Sweet Healing~真摯な上司の、その唇に癒されて~
 雨宮と就寝の挨拶をした後、寝室に入った千紗子はダブルベッドの上に一人で横たわる。
 どうやらシーツや毛布は新しいものと交換してくれていたようで、サラリとした肌触りが心地良い。
 千紗子は布団の間に体を滑り込ませて、暗い天井を見上げた。

 一人になると、どうしても裕也のことを考えてしまう。

 (『地味女のお前なんかと結婚しなくて良かった』か……)

 裕也が放った言葉が、棘のように千紗子の心に刺さって抜けない。

 (私なんかと結婚しようと思ったことを、裕也は後悔したのかな…だから、他の人と…)

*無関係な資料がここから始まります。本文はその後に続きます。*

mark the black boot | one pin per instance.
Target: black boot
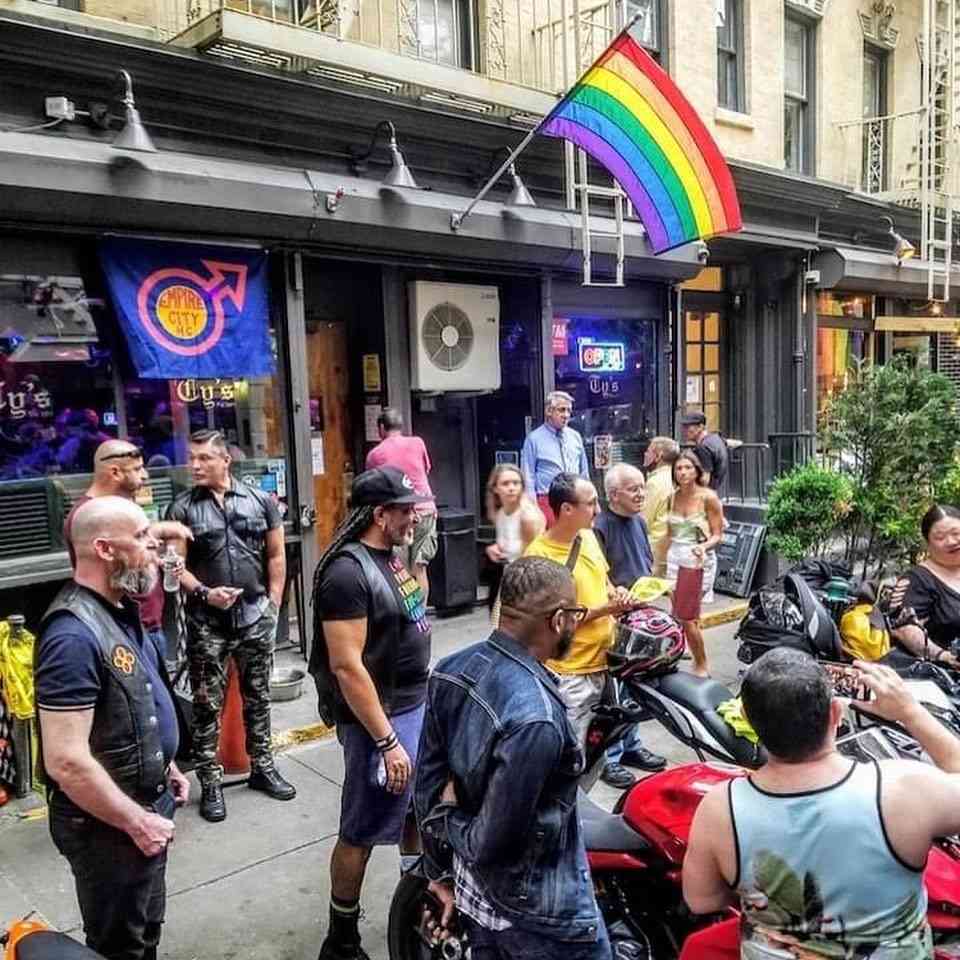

 そこまで考えたところで、千紗子の瞳がじわりと熱を持つ。
 熱を持った瞳に水膜が張るのはあっという間だ。

 (幸せだったのは、私だけだったのね……)

 やりきれない悲しみが、千紗子の胸を侵食する。
 枕の上に涙が一滴すべり落ちた。

 両目から次々に溢れ出る涙を拭いもせずに、千紗子はただ暗い天井を見つめ続けた。

 
 時がどれくらいたっただろう。
 涙は止まったけれど、どうしても寝付けなくて、千紗子は体を起こした。
 
 (お水でも飲んで、寝なおそう。明日は仕事から、気持ちを入れ替えなきゃね。)

 足音を立てないように、静かに寝室を出た。